Sulit. Sangat sulit untuk menghadapi kehidupan ini. Akan tetapi perjuangan meniti kehidupan harus tetap berlanjut. Kehidupan tidak boleh berhenti hanya karena banyaknya kesulitan yang menghimpit. Kita harus saling menularkan keceriaan satu sama lain. Karena berbagi keceriaan pada saat sesulit ini tentunya memiliki makna yang sangat dalam.
Disini. Di organisasi ini aku melihat sekian banyak kakak-kakak angkatanku dikampus mampu berbagi keceriaan. Mereka membagi keceriaan justru diatas penderitaan yang mereka alami, diantara kesulitan keuangan, mereka mampu untuk sekedar untuk menjamuku makan malam di warung pinggir jalan. Disaat banyaknya tuntutan yang harus diselesaikan, mereka masih sanggup menyuguhkan beberapa kalimat motivasi. Pada giliran bertubi-tubinya tekanan dan ancaman yang mereka terima, selalu saja ada sedikit waktu untuk mendengaran keluh-kesahku yang justru bisa jadi menambah bebannya. Tapi mereka bilang ‘inilah tugas kemanusiaan kita, saling menguatkan dan mengenggam jemari agar barisan optimisme tetap kuat’.
Diberbagai Negara ada sekian banyak orang yang memiliki keunikan dan kecerdasan yang luar biasa hingga mereka mampu menyabet berbagai penghargaan bahkan sampai tingkat internasional. Ada orang yang mampu menulis dengan dua tangannya dalam waktu yang bersamaan dan dengan bahasa yang berbeda.

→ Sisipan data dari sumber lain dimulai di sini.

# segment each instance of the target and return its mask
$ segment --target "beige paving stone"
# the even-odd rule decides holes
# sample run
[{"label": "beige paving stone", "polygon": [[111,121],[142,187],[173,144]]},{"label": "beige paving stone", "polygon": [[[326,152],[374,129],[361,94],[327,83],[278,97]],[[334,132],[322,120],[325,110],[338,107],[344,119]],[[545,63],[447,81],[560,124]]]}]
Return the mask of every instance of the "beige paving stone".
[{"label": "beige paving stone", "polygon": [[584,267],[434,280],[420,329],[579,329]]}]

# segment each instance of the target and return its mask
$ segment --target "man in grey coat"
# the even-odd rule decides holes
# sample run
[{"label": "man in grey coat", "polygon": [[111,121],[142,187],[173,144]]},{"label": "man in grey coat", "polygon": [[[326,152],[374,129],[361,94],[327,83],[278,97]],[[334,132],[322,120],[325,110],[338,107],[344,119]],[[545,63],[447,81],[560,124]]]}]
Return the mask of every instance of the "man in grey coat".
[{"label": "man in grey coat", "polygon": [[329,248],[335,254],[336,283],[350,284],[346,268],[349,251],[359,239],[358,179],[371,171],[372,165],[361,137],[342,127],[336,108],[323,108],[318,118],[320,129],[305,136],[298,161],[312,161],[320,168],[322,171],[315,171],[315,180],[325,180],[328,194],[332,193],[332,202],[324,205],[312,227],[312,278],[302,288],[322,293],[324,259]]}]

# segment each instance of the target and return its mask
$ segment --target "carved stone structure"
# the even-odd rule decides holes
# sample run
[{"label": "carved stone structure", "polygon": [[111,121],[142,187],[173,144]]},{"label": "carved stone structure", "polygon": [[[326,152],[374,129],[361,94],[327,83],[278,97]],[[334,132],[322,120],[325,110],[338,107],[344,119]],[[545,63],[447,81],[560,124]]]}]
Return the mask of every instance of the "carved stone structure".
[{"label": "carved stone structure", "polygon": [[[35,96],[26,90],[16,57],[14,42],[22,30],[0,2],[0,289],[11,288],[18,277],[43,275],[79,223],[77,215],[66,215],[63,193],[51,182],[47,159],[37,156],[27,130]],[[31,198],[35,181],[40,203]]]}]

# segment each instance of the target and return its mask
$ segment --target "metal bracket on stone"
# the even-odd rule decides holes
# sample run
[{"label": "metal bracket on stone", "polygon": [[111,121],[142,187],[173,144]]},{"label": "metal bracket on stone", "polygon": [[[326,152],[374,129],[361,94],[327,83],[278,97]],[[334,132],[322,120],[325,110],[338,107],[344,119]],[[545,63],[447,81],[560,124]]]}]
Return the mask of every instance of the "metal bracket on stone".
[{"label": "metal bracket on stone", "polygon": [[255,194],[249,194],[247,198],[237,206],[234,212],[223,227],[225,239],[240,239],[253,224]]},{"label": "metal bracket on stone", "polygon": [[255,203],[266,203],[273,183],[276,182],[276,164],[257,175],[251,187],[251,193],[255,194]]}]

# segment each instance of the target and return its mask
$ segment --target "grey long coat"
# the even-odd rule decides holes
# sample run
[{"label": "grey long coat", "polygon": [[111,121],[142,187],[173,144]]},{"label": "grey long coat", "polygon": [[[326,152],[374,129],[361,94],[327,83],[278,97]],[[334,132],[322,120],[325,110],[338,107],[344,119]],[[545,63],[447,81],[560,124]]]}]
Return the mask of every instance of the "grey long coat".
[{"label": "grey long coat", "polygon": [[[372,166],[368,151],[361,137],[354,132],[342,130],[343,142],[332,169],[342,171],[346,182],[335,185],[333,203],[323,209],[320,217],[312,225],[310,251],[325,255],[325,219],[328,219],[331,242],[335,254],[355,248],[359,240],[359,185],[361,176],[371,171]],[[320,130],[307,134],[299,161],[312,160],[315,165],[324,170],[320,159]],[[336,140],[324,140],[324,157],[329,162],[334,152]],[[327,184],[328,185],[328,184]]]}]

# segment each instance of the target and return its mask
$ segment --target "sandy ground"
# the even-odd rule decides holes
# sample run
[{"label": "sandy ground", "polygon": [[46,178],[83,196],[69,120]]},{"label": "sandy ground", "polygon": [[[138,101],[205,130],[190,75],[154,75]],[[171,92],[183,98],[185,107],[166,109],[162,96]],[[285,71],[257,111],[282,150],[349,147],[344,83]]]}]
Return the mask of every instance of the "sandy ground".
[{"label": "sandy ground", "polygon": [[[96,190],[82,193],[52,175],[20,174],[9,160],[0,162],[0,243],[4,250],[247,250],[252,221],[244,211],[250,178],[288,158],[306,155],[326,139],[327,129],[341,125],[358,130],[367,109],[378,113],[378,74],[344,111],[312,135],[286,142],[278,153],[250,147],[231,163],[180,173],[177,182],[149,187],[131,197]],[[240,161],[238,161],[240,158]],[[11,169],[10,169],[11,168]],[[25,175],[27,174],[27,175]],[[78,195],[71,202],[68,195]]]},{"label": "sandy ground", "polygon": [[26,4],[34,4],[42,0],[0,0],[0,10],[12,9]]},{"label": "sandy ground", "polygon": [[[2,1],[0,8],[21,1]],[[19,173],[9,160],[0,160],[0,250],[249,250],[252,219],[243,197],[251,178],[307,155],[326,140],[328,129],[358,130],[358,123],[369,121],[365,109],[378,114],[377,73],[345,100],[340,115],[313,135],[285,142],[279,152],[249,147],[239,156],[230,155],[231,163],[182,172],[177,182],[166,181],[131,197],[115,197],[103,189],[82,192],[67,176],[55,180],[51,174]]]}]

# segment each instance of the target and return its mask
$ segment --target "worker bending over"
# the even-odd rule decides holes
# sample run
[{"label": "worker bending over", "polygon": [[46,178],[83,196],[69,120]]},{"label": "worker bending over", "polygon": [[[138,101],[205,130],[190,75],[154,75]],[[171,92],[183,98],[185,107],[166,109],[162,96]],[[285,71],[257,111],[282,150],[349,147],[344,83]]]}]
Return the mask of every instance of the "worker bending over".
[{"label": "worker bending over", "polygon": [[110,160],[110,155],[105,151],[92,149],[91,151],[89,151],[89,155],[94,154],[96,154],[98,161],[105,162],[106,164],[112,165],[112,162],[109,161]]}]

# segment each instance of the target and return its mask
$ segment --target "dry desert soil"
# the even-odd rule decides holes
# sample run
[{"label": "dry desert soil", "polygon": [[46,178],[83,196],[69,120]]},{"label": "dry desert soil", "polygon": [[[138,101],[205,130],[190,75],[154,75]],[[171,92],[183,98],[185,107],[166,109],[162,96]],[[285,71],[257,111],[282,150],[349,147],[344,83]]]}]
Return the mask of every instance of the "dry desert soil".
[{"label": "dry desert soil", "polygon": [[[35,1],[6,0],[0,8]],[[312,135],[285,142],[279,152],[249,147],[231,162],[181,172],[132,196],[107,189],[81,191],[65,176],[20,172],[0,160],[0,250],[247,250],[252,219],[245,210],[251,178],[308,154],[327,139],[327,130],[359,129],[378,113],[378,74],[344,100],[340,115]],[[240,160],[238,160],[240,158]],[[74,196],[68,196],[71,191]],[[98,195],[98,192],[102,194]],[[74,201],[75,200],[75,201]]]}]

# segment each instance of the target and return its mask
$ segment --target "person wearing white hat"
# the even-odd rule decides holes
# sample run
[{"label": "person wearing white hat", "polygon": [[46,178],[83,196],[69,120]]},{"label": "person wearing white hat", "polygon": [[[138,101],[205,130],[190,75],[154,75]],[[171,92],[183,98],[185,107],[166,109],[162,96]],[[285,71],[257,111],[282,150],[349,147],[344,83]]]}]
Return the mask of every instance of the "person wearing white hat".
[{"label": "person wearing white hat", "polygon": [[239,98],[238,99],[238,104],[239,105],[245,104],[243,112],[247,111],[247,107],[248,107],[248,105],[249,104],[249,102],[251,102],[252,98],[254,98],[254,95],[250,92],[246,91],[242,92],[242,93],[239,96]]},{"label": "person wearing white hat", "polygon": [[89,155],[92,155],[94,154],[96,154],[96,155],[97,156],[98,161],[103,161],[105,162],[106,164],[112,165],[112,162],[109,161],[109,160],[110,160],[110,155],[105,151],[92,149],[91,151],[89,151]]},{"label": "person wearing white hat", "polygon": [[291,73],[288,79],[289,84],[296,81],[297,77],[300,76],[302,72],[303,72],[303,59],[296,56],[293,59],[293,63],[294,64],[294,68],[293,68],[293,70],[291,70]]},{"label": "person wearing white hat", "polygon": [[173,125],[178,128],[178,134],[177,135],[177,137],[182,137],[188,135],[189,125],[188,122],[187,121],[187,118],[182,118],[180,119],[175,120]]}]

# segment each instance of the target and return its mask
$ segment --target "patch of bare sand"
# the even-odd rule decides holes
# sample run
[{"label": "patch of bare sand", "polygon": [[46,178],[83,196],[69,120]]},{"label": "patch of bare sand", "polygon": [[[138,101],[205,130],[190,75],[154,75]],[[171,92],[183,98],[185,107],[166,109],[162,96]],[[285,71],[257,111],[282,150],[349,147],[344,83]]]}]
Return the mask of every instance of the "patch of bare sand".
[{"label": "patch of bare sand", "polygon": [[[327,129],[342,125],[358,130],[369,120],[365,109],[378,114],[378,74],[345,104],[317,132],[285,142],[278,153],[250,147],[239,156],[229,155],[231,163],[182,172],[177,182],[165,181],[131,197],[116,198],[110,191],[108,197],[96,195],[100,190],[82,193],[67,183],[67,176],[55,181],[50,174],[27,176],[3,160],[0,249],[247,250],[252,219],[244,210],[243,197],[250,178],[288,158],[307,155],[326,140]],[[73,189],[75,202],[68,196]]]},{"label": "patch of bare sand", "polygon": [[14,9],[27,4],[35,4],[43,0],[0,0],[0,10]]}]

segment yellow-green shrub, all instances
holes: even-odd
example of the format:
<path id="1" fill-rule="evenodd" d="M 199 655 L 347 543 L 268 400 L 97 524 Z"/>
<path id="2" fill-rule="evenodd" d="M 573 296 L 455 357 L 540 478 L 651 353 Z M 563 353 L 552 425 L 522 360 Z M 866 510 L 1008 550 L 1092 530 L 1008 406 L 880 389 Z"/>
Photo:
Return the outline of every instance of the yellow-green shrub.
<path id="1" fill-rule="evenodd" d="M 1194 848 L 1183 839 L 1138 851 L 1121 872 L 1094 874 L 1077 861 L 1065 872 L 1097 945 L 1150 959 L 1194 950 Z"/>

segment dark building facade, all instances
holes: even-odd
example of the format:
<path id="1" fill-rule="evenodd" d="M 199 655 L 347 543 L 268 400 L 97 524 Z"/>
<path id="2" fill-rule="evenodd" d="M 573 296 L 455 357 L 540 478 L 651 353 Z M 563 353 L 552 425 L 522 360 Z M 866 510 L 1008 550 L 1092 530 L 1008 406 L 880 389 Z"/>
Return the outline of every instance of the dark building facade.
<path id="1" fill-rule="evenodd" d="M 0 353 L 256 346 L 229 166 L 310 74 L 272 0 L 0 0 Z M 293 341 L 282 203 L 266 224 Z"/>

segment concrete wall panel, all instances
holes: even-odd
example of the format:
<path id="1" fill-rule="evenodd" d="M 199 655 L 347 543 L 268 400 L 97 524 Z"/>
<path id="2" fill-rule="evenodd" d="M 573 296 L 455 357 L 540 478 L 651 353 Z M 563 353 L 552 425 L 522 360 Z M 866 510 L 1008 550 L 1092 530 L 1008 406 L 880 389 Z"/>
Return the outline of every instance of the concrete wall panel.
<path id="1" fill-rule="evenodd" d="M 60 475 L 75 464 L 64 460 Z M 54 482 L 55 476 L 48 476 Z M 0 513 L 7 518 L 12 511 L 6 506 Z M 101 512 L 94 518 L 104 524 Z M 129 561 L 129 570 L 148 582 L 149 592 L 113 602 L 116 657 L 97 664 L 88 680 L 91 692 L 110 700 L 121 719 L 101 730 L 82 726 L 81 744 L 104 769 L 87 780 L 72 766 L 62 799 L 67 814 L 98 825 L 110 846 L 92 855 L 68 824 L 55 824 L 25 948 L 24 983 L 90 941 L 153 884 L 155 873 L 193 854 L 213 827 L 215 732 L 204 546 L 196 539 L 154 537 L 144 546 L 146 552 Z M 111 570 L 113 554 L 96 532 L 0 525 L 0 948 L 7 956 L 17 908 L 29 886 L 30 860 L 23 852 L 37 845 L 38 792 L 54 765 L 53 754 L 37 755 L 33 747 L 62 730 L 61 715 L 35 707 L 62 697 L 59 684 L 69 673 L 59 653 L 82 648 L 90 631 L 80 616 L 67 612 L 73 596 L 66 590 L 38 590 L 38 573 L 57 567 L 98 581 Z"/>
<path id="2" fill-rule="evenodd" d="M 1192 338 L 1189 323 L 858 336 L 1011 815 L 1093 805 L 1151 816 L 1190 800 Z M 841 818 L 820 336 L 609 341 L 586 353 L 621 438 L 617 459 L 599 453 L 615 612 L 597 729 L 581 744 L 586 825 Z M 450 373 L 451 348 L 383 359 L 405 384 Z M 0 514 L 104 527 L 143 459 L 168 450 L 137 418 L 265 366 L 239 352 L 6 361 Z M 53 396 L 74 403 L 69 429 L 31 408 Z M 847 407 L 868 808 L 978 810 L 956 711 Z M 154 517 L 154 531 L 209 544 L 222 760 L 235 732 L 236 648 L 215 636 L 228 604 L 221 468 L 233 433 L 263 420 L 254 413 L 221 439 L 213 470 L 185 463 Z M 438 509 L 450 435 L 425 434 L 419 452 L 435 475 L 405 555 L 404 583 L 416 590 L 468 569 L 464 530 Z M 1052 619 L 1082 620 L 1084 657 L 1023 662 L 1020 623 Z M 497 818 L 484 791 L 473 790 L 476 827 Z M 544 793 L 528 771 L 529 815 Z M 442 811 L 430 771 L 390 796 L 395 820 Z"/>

Ada pula yang mampu membaca dengan kecepatan yang sangat tinggi hingga hanya perlu beberapa jam saja untuk menyelesaikan buku setebal 1000 halaman. Pun ada yang mampu mengingat semua benda yang ia lewati dengan hanya sekejap, bahkan ia mampu mengingat kombinasi kartu poker yang telah diacak. Sungguh fakta-fakta tersebut merupakan fenomena yang sangat dahsyat. Sangat membanggakan.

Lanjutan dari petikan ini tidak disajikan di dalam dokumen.